News Analysis | October 4, 2011
President Obama’s jobs plan, currently on life support in Washington, DC, would either only provide funding for laid off public workers for less than one year or would cover three years’ worth of compensation for less than a third of the promised jobs, a MacIver News analysis found.
In a column in the Milwaukee Journal Sentinel and in subsequent remarks, including those made during a recent visit to Wisconsin’s largest city, US Department of Labor Secretary Hilda Solis said “The president’s jobs bill would give Wisconsin $536 million to reverse layoffs of up to 7,400 educators and first responders.”
According to her own figures, the Jobs bill would therefore provide $72,432.43 per job.
However, the average annual compensation for educators in Wisconsin is often much higher, for example, the current average annual compensation for a Milwaukee Public School System teacher is $101,091. Research conducted by PolitiFact noted that two years earlier, eight school districts in Milwaukee County had average teacher compensations in excess of $100,000 per year: Greendale, Greenfield, Shorewood, Cudahy, Fox Point, South Milwaukee, Franklin and Nicolet.
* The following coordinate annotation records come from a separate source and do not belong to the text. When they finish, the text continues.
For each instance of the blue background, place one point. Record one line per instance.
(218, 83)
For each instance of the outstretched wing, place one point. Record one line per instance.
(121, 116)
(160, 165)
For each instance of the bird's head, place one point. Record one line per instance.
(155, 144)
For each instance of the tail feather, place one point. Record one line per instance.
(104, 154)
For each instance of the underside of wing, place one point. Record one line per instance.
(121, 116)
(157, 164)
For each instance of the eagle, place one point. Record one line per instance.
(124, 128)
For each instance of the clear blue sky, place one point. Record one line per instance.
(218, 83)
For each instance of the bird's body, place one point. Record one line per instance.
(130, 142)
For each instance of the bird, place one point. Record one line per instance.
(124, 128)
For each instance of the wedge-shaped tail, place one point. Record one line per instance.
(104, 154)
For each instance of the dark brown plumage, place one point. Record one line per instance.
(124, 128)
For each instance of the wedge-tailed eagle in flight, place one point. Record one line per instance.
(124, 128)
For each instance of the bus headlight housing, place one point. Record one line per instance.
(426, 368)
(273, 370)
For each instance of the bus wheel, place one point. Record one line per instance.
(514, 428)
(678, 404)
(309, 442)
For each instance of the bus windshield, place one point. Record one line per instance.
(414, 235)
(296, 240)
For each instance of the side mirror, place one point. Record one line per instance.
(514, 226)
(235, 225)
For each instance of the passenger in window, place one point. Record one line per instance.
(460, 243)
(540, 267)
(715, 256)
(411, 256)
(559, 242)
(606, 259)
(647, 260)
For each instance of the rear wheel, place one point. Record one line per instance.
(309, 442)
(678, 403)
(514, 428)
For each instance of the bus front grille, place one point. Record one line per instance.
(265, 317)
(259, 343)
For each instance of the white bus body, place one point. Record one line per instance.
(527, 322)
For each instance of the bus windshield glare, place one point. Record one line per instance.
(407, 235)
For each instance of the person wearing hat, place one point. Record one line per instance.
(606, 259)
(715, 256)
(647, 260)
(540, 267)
Statewide the average figure for public school teachers’ annual compensation for the 2009-2010 school year was $86,297.
However, as the Carolina Journal discovered, Sections 204-209 of the bill include “Maintenance of Effort” provisions requiring states to “meet the requirements” of the law for an additional two years. A White House spokeswoman told Carolina Journal that the bill includes no unfunded mandates. (The Carolina Journal is a project of the North Carolina based John Locke Foundation.)
Unless states pick up the funding for these jobs after the first year, it’s unclear how the teachers and first responders supported by the Obama Jobs plan could be paid. If the jobs bill is expected to cover all three years, then the total number of jobs ‘created or saved’ by the bill should be reduced by a factor of three, meaning for three years the bill could reverse the layoffs of 2,467 teachers and first responders.
Again, this figure does not account for the discrepancy in average compensation for teachers and the average salary allotment figured by the White House
Moreover, Milwaukee Public Schools issued more than 500 layoffs this year after unions there refused to reopen existing labor contracts that had been negotiated under the previous collective bargaining laws. Milwaukee, therefore, had by far the most layoffs of any district in the state, so it stands to reason that a disproportionate number of ‘saved’ public sector jobs would be in the more expensive MPS district.
In either case, the numbers provided by the Administration do not appear to add up.